Métropolisation, sujet hautement inflammable

Les associations d’élus considèrent également le sujet trop sensible pour vouloir s’en mêler. « A France Urbaine, nous n’avons pas voulu prendre parti dans ce débat qui aurait pu diviser nos membres. Nous avons donc laissé les collectivités concernées discuter avec le gouvernement » reconnaît Jean-Luc Moudenc, Président de France urbaine, maire de Toulouse et président de Toulouse Métropole qui présentait ses voeux le 25 janvier dernier.

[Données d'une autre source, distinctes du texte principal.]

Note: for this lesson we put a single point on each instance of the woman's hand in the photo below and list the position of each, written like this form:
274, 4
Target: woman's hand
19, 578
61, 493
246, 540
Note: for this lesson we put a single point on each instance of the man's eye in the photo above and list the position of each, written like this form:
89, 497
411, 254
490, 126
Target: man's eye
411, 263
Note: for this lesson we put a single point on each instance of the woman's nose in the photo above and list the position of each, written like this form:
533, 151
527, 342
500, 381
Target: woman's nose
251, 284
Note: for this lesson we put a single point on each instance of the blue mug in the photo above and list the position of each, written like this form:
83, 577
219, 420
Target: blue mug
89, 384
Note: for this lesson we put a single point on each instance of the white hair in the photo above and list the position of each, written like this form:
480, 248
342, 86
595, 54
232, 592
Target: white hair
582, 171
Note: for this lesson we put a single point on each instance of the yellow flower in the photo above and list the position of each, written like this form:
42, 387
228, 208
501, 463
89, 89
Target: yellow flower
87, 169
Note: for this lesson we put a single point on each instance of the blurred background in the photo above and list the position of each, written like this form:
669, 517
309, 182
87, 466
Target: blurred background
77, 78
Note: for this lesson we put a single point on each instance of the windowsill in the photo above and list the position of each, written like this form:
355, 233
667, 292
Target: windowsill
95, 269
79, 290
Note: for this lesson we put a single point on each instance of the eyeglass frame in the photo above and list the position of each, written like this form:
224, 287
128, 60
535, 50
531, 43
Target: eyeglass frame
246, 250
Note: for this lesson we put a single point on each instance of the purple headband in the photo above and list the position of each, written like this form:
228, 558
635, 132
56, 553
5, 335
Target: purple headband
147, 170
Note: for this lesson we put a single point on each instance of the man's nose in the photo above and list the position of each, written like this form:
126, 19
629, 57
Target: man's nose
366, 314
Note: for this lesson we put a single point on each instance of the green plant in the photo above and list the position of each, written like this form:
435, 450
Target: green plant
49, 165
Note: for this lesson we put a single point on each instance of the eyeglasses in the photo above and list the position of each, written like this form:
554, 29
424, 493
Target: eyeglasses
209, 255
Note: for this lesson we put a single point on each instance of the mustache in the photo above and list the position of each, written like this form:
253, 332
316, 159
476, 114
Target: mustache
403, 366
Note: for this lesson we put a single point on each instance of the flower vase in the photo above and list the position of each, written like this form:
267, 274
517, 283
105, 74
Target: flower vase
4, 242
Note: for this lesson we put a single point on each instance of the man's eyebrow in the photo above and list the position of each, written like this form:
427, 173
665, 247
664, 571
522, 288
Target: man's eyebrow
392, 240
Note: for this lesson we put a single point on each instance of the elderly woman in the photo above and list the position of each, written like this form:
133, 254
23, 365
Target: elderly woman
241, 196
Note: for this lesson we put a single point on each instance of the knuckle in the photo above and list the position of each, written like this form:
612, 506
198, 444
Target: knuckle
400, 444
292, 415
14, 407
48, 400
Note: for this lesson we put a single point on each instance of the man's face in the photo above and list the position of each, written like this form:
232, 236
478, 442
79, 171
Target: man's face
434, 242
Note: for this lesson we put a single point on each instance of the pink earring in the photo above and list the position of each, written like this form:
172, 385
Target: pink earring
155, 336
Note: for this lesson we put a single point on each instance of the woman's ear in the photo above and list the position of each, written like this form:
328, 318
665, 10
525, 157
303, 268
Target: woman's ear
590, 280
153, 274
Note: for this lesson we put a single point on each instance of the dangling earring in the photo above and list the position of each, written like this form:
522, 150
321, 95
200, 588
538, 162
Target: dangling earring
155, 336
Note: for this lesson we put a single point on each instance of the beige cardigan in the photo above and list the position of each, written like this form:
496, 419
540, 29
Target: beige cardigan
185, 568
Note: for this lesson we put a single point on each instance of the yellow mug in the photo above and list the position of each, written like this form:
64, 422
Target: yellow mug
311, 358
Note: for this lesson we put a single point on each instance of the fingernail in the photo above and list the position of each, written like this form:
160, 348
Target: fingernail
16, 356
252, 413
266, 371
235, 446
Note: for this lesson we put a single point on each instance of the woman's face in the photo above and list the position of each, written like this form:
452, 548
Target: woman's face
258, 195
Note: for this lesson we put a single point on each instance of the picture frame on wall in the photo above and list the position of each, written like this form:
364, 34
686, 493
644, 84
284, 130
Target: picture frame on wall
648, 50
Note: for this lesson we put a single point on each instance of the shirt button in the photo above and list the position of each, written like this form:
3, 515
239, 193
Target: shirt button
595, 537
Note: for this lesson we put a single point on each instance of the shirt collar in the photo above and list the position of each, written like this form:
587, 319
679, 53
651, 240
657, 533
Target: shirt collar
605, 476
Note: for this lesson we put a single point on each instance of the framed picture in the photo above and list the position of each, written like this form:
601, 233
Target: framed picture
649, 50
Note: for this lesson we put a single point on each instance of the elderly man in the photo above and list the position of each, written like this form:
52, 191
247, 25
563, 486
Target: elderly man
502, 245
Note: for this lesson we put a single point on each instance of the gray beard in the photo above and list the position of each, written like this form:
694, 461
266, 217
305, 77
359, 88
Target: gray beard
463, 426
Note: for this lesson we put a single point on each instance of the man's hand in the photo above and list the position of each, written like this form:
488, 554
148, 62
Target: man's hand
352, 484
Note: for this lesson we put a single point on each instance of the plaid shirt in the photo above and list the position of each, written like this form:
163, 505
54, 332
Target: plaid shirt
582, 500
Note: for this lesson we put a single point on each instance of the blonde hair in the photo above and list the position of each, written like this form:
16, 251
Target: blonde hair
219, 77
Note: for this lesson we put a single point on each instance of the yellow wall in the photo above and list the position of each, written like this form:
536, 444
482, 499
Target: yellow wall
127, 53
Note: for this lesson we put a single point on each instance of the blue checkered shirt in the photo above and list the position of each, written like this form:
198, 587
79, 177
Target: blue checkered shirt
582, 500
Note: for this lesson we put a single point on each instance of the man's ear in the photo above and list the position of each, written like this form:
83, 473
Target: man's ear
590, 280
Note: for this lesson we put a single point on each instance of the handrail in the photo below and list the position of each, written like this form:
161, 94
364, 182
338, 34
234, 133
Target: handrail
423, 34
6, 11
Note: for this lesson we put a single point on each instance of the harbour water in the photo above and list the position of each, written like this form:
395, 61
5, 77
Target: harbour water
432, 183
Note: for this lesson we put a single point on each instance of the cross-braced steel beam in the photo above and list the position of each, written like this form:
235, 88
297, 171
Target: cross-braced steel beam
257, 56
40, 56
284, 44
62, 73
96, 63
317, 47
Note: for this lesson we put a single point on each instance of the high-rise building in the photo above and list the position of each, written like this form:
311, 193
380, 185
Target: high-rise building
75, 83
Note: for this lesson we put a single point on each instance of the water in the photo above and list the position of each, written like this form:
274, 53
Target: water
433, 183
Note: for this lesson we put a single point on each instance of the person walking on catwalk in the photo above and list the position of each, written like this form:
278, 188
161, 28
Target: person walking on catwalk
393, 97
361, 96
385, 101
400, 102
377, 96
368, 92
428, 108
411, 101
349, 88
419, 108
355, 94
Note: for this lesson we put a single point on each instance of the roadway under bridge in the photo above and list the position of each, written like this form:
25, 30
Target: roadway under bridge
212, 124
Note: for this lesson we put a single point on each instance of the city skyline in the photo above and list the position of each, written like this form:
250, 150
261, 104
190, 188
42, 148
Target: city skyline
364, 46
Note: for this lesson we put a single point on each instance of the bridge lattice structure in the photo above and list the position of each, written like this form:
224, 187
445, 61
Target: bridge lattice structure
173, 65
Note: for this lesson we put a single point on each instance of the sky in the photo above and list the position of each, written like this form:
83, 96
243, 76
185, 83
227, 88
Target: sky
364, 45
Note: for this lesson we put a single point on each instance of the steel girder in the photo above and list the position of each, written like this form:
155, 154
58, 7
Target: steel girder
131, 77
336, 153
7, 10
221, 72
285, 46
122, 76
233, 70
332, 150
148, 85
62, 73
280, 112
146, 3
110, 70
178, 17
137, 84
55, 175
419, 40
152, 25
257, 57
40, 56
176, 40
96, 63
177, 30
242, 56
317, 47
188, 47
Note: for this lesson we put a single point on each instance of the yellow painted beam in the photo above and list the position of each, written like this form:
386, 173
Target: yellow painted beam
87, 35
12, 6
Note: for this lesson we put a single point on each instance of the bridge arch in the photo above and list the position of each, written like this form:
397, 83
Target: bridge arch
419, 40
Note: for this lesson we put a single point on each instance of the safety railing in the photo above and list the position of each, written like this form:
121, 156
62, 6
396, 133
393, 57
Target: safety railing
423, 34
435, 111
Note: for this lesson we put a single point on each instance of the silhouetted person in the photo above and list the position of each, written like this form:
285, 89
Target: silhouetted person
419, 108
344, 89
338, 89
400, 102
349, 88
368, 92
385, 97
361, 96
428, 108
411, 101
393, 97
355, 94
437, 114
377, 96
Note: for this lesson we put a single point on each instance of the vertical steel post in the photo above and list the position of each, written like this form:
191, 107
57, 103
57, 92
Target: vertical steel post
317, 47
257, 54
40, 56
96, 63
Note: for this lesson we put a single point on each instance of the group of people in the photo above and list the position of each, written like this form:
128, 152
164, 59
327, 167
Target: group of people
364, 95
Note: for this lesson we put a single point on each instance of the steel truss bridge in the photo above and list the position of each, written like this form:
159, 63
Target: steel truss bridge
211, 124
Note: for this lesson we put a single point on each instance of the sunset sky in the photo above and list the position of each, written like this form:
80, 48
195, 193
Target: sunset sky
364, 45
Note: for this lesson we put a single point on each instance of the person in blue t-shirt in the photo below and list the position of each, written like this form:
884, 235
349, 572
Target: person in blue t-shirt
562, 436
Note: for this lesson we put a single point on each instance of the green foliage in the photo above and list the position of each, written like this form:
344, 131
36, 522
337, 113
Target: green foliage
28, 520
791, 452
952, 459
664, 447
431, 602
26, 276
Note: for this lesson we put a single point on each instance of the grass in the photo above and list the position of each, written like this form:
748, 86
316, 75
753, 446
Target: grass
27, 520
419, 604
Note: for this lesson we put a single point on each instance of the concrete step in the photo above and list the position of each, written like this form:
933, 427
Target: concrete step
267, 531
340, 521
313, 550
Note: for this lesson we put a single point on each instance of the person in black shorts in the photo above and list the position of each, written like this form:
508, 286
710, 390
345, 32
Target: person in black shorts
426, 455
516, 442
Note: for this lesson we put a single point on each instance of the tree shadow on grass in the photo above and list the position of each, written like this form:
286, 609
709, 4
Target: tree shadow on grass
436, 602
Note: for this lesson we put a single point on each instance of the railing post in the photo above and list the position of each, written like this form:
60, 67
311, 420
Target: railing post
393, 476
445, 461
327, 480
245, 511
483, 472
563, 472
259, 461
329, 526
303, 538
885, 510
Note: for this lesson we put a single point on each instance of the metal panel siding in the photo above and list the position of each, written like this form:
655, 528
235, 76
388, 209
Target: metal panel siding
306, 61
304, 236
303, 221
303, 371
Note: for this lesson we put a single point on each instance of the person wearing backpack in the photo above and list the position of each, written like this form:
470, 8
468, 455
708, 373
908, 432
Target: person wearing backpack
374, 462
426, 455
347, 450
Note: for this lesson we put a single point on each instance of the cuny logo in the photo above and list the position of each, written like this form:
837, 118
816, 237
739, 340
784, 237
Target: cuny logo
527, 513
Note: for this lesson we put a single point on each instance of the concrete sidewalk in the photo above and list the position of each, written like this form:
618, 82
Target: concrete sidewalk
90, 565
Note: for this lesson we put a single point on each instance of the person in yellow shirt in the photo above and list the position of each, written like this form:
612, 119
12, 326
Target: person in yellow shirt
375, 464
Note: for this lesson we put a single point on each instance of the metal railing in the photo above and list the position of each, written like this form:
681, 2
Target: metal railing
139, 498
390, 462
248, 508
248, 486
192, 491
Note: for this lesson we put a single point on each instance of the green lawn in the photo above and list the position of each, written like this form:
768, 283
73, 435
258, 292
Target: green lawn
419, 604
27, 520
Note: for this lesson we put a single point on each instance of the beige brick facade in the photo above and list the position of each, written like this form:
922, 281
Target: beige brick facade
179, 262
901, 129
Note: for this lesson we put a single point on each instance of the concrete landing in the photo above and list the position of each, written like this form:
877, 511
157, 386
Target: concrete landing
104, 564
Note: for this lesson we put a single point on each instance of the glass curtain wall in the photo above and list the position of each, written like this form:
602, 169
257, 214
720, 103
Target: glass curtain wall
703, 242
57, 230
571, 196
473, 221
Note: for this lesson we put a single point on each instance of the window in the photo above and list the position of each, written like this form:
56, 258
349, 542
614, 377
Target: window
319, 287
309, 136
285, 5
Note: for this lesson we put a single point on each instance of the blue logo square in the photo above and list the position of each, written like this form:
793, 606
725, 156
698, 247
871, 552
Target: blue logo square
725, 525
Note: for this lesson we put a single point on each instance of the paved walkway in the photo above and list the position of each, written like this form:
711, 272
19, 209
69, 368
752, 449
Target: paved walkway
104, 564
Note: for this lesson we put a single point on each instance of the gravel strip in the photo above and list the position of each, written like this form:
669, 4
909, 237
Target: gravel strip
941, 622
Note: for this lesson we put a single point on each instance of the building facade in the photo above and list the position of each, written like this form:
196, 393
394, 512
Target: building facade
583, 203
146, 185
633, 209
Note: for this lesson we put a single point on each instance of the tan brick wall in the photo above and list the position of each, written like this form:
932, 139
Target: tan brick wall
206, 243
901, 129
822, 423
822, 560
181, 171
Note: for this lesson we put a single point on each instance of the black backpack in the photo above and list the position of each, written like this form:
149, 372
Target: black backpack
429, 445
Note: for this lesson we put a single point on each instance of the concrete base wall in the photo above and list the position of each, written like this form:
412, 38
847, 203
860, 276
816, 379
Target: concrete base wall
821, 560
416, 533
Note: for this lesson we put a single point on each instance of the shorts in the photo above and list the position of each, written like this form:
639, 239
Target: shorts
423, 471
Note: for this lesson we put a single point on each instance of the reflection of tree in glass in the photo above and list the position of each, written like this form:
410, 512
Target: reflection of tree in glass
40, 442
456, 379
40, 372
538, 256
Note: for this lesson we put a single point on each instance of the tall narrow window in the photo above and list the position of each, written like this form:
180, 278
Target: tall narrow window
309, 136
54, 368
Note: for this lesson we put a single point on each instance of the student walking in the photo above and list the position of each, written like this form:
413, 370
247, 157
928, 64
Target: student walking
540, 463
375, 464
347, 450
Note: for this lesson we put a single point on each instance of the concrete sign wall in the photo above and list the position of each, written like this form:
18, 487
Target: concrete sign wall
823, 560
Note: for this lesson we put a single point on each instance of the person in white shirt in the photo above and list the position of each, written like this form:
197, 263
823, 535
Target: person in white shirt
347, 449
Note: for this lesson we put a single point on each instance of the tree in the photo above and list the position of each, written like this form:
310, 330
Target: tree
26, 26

Le club des élus des métropoles, des agglomérations et des grandes villes préfère se concentrer sur un volet plus constructif du dossier métropoles. C’est en effet avec les présidents des 15 métropoles françaises, réunis au sein de l’association France urbaine que l’Etat a signé en juillet le pacte « Etat-métropoles ». Il vise à renforcer ces dernières en soutenant leur stratégie d’innovation et en accompagnant leur développement.

Un compromis pour faire accepter la loi Notre

A y regarder de plus près, la banalisation du statut ne date pas de la nouvelle vague de prétendants. Afin de stimuler l’attractivité des grandes villes, la loi Maptam de 2014 consacrait déjà Brest, alors même que son agglomération dotée d’une population de 213 000 habitants ne remplissait pas tous les critères définis à l’époque.

« Le lobby breton s’était montré, comme souvent, très efficace pour l’emporter » se souvient un élu d’une autre région. Et d’ajouter: « si l’on s’en était tenu à des critères rigoureux, la France en serait restée à 17 métropoles. »

Mais il a fallu faire des compromis à la suite de la nouvelle carte des régions. « D’une part, il fallait mailler le territoire et faire en sorte que chaque région dispose au moins d’une métropole. Et d’autre part, attribuer un lot de consolation aux perdantes du nouveau découpage pour éviter de réveiller des querelles historiques », rappelle Charles-Eric Lemaignen, Président de la Communauté d’Agglomération Orléans Val de Loire en passe de devenir, elle aussi, une métropole.

Sept agglomérations (Dijon, Orléans, Saint-Étienne, Toulon, Clermont-Ferrand, Metz et Tours) vont donc accéder au statut envié de métropole en espérant pour la plupart (mais sans trop le dire) que la porte se referme définitivement derrière elles pour préserver ce qui reste de crédibilité au label.

« 22 métropoles correspond à une aspiration des territoires qu’il faut respecter » conclut diplomatiquement Estelle Grelier, secrétaire d’Etat chargée des collectivités territoriales.